Universitas Airlangga Official Website

Pendekatan Madani Tekankan Empati dan Respons Cepat dalam Pelayanan Kepolisian

Kombes. Pol. Dr. Luthfi Sulistiawan menyampaikan sambutannya (sebelah kiri) beserta tiga narasumber lainnya (sebelah kanan) pada seminar nasional bertajuk pendekatan madani dalam penanganan laporan masyarakat oleh kepolisian daerah Jawa Timur. (Foto: Ainnur Ayu Nanda Agustin)
Kombes. Pol. Dr. Luthfi Sulistiawan menyampaikan sambutannya (sebelah kiri) beserta tiga narasumber lainnya (sebelah kanan) pada seminar nasional bertajuk pendekatan madani dalam penanganan laporan masyarakat oleh kepolisian daerah Jawa Timur. (Foto: Ainnur Ayu Nanda Agustin)

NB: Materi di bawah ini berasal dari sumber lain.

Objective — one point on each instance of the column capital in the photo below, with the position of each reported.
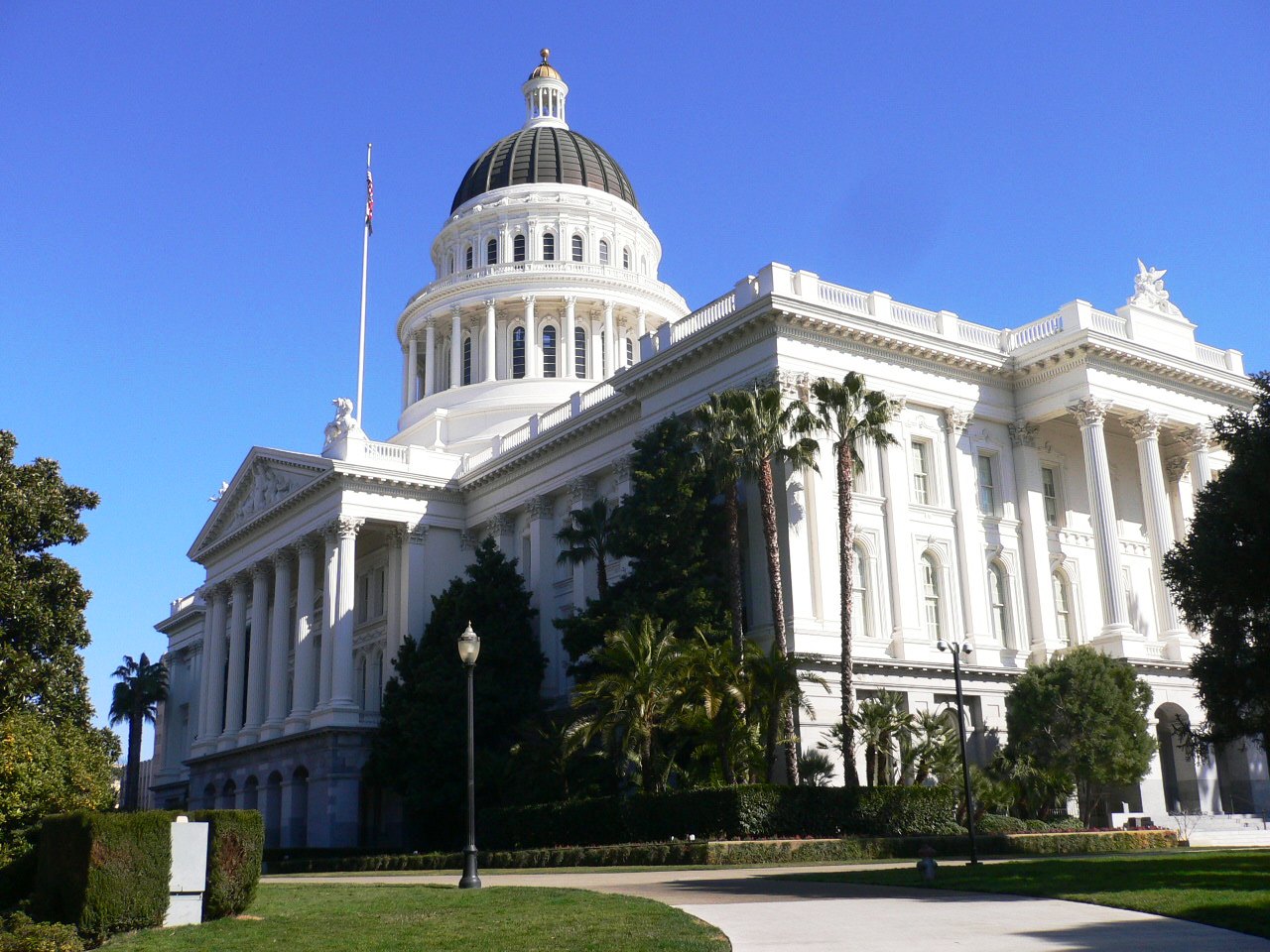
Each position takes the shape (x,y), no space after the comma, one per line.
(1089,412)
(956,419)
(1023,433)
(1146,425)
(1198,439)
(540,507)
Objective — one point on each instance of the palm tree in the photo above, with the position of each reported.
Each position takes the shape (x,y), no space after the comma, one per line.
(766,429)
(587,535)
(717,440)
(851,416)
(136,699)
(775,688)
(634,693)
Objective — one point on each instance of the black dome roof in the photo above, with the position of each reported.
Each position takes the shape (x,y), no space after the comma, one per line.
(544,154)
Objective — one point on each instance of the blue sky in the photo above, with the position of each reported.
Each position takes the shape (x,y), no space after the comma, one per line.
(181,235)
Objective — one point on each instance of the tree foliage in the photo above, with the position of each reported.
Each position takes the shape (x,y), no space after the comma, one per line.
(42,599)
(1082,716)
(420,749)
(1218,578)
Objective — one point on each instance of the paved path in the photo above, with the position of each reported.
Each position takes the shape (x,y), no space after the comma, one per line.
(765,914)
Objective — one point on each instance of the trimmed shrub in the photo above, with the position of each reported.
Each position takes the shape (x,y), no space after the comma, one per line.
(722,812)
(235,847)
(103,873)
(18,933)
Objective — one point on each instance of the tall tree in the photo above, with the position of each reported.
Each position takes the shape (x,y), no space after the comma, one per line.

UNAIR NEWS – Program Studi S2 Kajian Ilmu Kepolisian Sekolah Pascasarjana Universitas Airlangga bersama Pusat Studi Kajian Kepolisian UNAIR menyelenggarakan seminar nasional bertajuk Pendekatan Madani dalam Penanganan Laporan Masyarakat oleh Kepolisian Daerah Jawa Timur pada Selasa (15/9/2026). Bertempat di ASEEC Tower UNAIR, kegiatan ini membahas penguatan pelayanan kepolisian terhadap masyarakat.

Seminar nasional tersebut menghadirkan sejumlah narasumber dari bidang kepolisian dan akademisi untuk membahas bagaimana laporan masyarakat dapat ditangani secara responsif. Salah satu fokus pembahasan adalah peningkatan kapasitas sumber daya manusia (SDM), khususnya anggota yang bertugas di Sentra Pelayanan Kepolisian Terpadu (SPKT) sebagai bagian terdepan dalam menerima laporan masyarakat.

Irjen Pol (Purn.) Dr Juansih, Dra SH MHum menyampaikan bahwa pelayanan laporan masyarakat perlu diawali dengan penerimaan yang baik melalui sikap empati dan pendampingan dari petugas. “Pelaporan kepolisian ini akan diterima dengan baik dan penuh empati, adanya pendampingan, serta tidak dilepas. Hal ini memerlukan satu kompetensi bagi anggota dalam menerima laporan,” ujarnya.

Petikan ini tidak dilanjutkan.